Re: [Linux-HA] Auto Failback despite location constrain

2011-05-01 Thread Tim Serong
On 4/29/2011 at 08:25 PM, Stallmann, Andreas astallm...@conet.de wrote: 
 Ha! 
  
 It works. But still, there are two strange (side) effects: 
  
 Firstly, mgmt01 still takes over, if it was disconnected from the net for a  
 time shorter than five minutes.

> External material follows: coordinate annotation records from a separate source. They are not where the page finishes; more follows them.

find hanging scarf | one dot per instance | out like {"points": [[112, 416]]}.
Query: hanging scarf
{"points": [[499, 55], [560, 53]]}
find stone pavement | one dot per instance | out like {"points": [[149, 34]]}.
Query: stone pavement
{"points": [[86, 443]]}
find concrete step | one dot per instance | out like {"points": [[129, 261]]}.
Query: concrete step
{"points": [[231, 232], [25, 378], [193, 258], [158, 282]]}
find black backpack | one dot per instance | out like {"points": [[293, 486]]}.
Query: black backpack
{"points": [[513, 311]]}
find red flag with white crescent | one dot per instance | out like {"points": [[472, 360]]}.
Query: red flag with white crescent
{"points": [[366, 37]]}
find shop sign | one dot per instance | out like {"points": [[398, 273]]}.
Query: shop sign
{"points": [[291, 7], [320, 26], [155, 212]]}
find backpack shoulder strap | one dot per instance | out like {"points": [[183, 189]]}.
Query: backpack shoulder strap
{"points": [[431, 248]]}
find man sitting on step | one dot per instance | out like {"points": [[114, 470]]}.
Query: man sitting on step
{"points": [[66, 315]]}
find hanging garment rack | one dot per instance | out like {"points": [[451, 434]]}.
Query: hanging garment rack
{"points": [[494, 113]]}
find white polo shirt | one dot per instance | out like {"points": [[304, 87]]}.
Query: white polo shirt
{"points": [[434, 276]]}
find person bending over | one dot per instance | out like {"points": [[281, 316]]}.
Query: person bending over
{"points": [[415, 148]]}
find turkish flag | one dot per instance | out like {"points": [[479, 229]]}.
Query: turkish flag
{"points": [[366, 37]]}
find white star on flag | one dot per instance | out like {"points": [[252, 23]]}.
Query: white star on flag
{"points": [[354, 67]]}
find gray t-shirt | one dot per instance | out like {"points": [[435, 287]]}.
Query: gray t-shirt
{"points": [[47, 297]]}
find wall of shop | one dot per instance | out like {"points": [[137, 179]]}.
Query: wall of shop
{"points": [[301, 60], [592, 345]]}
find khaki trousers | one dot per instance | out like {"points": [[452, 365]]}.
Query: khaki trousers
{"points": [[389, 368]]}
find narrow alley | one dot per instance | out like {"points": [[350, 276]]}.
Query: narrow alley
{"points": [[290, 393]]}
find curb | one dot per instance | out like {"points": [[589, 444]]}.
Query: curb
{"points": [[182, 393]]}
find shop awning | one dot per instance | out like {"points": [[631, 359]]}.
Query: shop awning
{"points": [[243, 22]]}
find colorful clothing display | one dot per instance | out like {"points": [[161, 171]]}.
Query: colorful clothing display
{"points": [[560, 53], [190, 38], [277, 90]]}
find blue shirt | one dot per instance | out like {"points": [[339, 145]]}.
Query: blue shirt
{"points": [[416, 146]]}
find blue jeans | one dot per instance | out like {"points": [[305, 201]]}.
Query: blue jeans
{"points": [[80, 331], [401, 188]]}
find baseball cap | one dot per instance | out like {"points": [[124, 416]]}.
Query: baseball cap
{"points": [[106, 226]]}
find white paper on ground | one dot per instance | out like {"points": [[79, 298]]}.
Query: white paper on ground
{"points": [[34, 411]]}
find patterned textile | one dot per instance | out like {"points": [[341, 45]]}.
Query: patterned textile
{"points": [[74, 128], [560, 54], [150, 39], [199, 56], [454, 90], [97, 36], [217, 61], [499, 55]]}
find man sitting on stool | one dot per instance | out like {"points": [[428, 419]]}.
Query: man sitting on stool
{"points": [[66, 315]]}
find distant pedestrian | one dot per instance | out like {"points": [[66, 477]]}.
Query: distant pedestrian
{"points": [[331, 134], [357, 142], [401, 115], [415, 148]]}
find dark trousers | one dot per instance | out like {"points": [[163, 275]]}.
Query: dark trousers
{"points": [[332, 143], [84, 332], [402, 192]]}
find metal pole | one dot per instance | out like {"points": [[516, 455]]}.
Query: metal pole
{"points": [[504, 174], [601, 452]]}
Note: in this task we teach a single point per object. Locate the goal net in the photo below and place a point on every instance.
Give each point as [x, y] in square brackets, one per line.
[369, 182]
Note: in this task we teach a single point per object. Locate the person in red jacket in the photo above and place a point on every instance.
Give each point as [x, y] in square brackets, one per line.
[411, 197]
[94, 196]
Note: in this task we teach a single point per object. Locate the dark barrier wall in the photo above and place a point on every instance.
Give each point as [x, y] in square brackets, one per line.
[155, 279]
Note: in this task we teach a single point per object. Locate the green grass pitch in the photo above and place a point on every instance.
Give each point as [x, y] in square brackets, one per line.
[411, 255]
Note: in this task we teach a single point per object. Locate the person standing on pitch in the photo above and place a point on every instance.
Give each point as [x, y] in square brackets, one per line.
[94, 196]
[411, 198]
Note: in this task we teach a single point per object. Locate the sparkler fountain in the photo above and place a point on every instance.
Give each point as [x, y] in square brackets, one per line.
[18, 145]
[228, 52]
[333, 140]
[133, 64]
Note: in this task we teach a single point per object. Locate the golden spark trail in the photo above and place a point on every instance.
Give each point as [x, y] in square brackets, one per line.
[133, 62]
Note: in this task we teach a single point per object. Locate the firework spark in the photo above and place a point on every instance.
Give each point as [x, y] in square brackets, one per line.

I mgmt01 stays disconnected for more than 5  
 min, no auto fallback will happen after it's reconnected again. 
  
 Secondly, when mgmt01 comes back after 5min or more, the resources *will*  
 stay on mgmt01 (good so far), but do *restart* on mgmt02 (and that's equally  
 bad as if the services would fallback, because we run phone conferences on  
 the server and those disconnect on every restart of the resources/services). 

 Any ideas *why* the resources restart and how to keep them from doing so? 

I think I'm confused about the exact sequence of events here.  To verify,
you mean mgmt01 goes offline, mgmt02 takes over resources, mgmt01 comes
back online, no failback occurs, but resources are restarted on mgmt02?
Which resources specifically?

This may not be related, but I noticed you seem to have some redundant order
constraints, I would remove them:

  order apache-after-ip inf: sharedIP web_res
  order nagios-after-apache inf: web_res nagios_res

These are not necessary because they are already implied by this group:

  group nag_grp fs_r0 sharedIP web_res nagios_res ajaxterm

 Any ideas *why* mgmt01 has to stay disconnected for 5min or more to prevent  
 an auto fallback? If the network is flapping for some reason, this would lead 
  
 to flapping services, too, and that's really (really!) not desireable. 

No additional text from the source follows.